Let $H$ be the only non-trivial proper subgroup of the finite group $G$. Since $H$ is proper, there must exist an $x \notin H$. Now consider the subgroup $\langle x\rangle$ of $G$. This subgroup cannot be equal to $H$, nor is it trivial, hence $\langle x\rangle = G$, that is $G$ is cyclic, say of order $n$. The number of subgroups of a cyclic group of order $n$ equals the number of divisors of $n$. So $n$ must have three divisors. This can only be the case if $n$ is the square of a prime number. So, $G \cong C_{p^2}$.

You began reasonably, but then you went off the track. First, $D_4$ won’t work: it’s the Klein $4$-group, $(\Bbb Z/2\Bbb Z)\times(\Bbb Z/2\Bbb Z)$, which has three non-trivial proper subgroups, one generated by each of the non-identity elements.

Secondly, the fact that some integer $n$ divides the order of $G$ does not ensure that $G$ has a subgroup of order $d$, as noted in the comments. You do, however, have the first Sylow theorem available. (Note: This replaces the nonsense that I wrote originally.)

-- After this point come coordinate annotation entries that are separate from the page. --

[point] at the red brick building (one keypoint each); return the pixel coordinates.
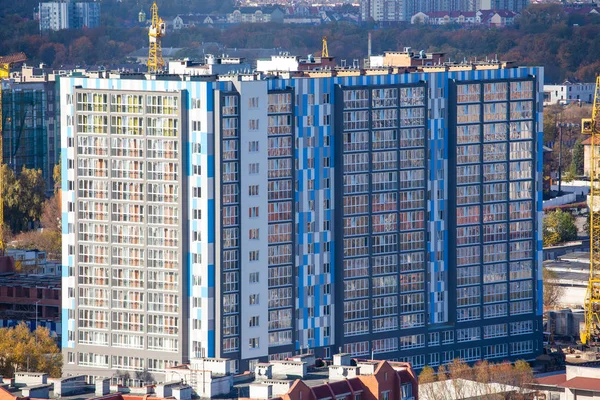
(390, 381)
(30, 298)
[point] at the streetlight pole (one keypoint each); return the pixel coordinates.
(35, 329)
(560, 126)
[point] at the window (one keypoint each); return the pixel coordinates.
(253, 146)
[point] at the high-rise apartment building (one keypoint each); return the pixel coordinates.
(58, 15)
(387, 212)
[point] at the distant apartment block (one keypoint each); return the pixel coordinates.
(31, 123)
(391, 212)
(58, 15)
(500, 18)
(404, 10)
(568, 93)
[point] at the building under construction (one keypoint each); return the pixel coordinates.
(30, 121)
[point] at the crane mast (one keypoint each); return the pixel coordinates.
(5, 64)
(325, 50)
(155, 33)
(591, 126)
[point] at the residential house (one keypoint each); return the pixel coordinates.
(496, 18)
(189, 21)
(255, 15)
(587, 154)
(444, 17)
(569, 92)
(577, 382)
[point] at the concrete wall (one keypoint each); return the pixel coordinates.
(341, 372)
(260, 391)
(288, 368)
(30, 378)
(559, 201)
(69, 386)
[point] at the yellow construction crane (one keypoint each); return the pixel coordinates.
(155, 33)
(5, 64)
(325, 51)
(591, 126)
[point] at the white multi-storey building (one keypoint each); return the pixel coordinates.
(391, 211)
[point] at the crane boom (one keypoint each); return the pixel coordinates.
(155, 33)
(591, 126)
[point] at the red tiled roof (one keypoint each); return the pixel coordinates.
(322, 392)
(340, 388)
(552, 379)
(356, 384)
(588, 141)
(582, 383)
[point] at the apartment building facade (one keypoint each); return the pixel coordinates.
(393, 215)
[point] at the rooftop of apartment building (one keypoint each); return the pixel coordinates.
(38, 386)
(210, 377)
(579, 379)
(288, 66)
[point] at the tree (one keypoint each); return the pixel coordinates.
(578, 158)
(24, 197)
(558, 227)
(460, 373)
(427, 383)
(44, 240)
(21, 349)
(522, 378)
(51, 215)
(552, 292)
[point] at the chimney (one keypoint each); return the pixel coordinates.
(102, 387)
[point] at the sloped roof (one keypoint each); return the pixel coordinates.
(582, 383)
(552, 380)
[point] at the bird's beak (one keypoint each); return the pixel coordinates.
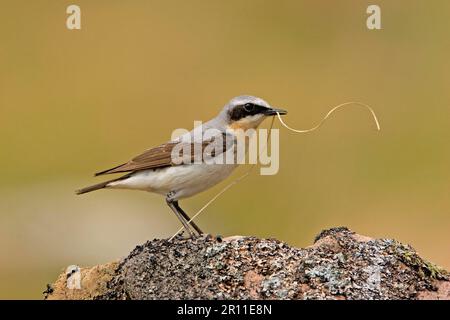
(274, 111)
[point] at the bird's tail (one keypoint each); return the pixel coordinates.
(99, 186)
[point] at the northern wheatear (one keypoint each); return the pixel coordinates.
(156, 171)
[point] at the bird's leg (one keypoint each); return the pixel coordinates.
(171, 204)
(186, 217)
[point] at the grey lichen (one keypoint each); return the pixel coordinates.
(340, 265)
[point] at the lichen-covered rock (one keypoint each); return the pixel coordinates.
(340, 265)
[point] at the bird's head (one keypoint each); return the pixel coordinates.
(247, 112)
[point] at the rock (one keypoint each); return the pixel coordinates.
(340, 265)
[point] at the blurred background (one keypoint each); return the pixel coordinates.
(73, 102)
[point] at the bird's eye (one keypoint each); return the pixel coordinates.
(249, 107)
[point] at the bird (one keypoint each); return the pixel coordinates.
(155, 170)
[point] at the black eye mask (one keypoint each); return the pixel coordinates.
(248, 109)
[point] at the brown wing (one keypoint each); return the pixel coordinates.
(158, 157)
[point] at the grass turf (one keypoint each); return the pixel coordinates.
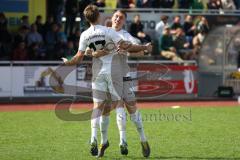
(183, 133)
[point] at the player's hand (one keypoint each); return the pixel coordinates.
(89, 52)
(99, 53)
(149, 47)
(64, 60)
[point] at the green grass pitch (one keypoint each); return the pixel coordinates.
(183, 133)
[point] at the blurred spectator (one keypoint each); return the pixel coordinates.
(176, 24)
(197, 43)
(48, 25)
(20, 52)
(184, 4)
(129, 3)
(160, 25)
(56, 8)
(5, 38)
(155, 4)
(202, 25)
(214, 4)
(35, 52)
(82, 4)
(197, 4)
(21, 36)
(40, 25)
(168, 50)
(189, 28)
(237, 4)
(100, 3)
(34, 36)
(167, 3)
(228, 4)
(159, 29)
(181, 44)
(25, 21)
(136, 29)
(71, 11)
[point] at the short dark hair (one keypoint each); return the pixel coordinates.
(91, 13)
(122, 11)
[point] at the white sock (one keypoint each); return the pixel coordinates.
(121, 123)
(95, 123)
(104, 122)
(136, 118)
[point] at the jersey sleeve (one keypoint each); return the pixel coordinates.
(82, 43)
(131, 39)
(113, 35)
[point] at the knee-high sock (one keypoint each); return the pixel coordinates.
(121, 123)
(95, 123)
(136, 118)
(104, 122)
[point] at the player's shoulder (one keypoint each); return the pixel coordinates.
(124, 31)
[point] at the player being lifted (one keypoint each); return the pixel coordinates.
(97, 37)
(118, 20)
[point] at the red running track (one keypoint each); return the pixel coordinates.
(149, 105)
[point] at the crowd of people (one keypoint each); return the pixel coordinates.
(181, 4)
(176, 40)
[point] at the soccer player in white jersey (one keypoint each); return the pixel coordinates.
(97, 37)
(118, 20)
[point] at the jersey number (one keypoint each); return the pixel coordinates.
(93, 45)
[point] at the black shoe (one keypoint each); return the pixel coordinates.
(123, 148)
(145, 149)
(93, 148)
(102, 149)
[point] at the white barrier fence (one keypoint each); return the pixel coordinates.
(153, 80)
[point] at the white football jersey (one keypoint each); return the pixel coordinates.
(126, 37)
(98, 37)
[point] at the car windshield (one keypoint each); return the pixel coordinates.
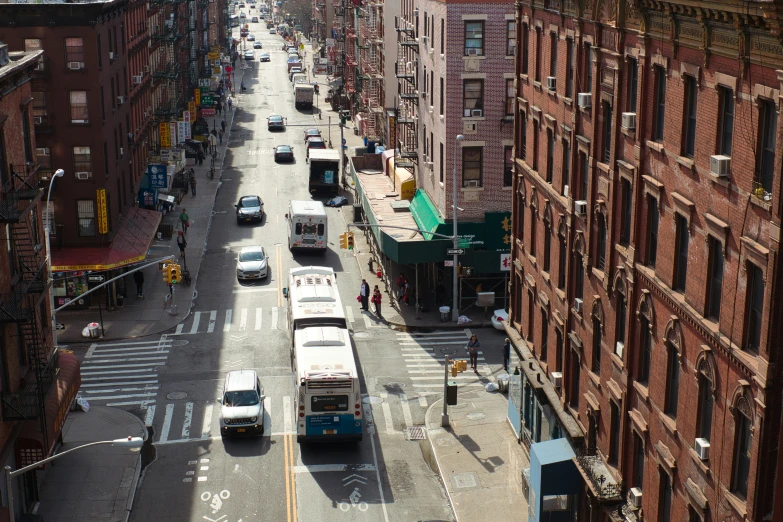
(252, 255)
(240, 398)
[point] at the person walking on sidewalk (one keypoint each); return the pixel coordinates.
(472, 347)
(364, 293)
(138, 278)
(506, 353)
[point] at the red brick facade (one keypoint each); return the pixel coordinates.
(713, 275)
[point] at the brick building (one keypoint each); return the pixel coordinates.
(37, 384)
(646, 226)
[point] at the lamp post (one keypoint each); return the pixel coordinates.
(57, 174)
(130, 442)
(455, 289)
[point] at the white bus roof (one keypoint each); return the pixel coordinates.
(323, 353)
(311, 208)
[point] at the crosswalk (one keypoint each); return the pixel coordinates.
(123, 373)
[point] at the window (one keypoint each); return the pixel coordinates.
(511, 38)
(659, 103)
(550, 155)
(768, 122)
(74, 50)
(665, 499)
(607, 135)
(742, 446)
(755, 307)
(474, 38)
(79, 112)
(597, 338)
(672, 383)
(689, 119)
(614, 436)
(600, 245)
(714, 278)
(82, 161)
(508, 166)
(725, 120)
(653, 217)
(473, 97)
(645, 350)
(471, 166)
(625, 218)
(569, 68)
(704, 426)
(86, 214)
(510, 97)
(681, 253)
(633, 83)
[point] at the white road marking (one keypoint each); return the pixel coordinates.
(207, 423)
(227, 324)
(164, 432)
(188, 420)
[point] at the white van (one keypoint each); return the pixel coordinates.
(307, 225)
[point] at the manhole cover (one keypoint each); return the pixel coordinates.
(416, 433)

Finally, $4$ isn’t the only non-prime with only one non-trivial divisor: for each prime $p$, $p^2$ is such a number. You want at least the groups $\Bbb Z/p^2\Bbb Z$, or in your notation $\Bbb Z_{p^2}$, for all primes $p$. Can you identify exactly what the non-trivial proper subgroup is in each of these groups?

Hints/questions to consider: Have you done Sylow's theorem? How many Sylow subgroups can your group have? Show that your group must be cyclic- (hint for this: if not, all its element are in the unique proper subgroup). How many subgroups does a cyclic group of order $p^{n}$ have, when $p$ is prime and $n$ is a positive integer?